Matthew, That's all very well, but it rests on a crucial assumption, that the infinite series that has been bracketed has an even number of terms, and that the last terms in the series is 1/[some odd square]. Suppose this isn't true? Suppose, instead, that R4 is -1/36 +(1/49 - 1/64) + (1/81 - /100).... Then we are faced with the question of whether all that bracketed stuff, call it r5, which is clearly positive, is more or less than 1/36. Wey-yull, it's the series ~1/209 + ~1/426 +~1/757 ... All positive numbers, and sadly, not in any fixed proportion to one another... :-) Any thoughts? I think David Hilbert said something like "The craziest damn things happen when you mess around with infinities." Cheers, -dlj.
This is a crazy way to think about this. Just, take your truncated derivative's value and that's your answer?
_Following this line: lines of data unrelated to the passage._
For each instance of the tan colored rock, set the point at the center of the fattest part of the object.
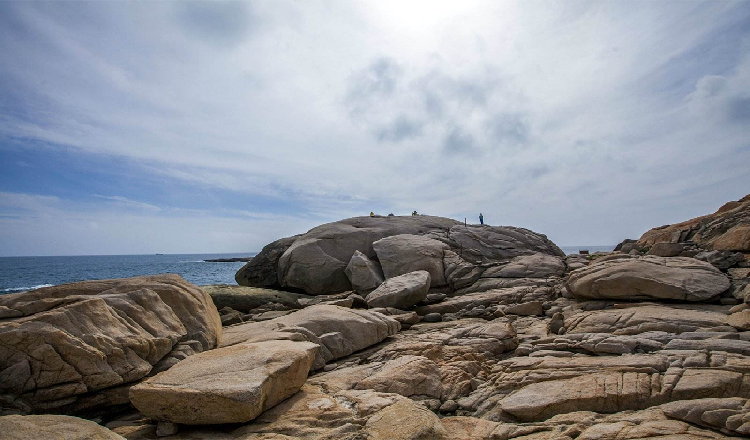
(649, 277)
(730, 415)
(53, 427)
(726, 229)
(739, 320)
(75, 340)
(337, 330)
(227, 385)
(407, 376)
(245, 299)
(639, 319)
(405, 421)
(401, 292)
Why doesn't my teacher explain it like this? Is there a point i could miss on the free response for doing this? (I'm in AP Calc BC, exams are coming, and I've been studying over Spring break :P )
I've got a silly question here.. what if I put parentheses around -1/36 and 1/ 49 and so on so that every brackets after 1/25 would be negative? How to prove then that the absolute value of the sum of those brackets is smaller than 1/25 ?
can't put parenthesis around -1/36 and -1/49 because it changes the values; it's - (1/36 - 1/49). You have to distribute the negative and it'll become - 1/36 + 1/49 in brackets (a negative value) which u add onto 1/25. Since the value inside the brackets is negative, you're still subtracting from 1/25 and the bound is still < 0.04.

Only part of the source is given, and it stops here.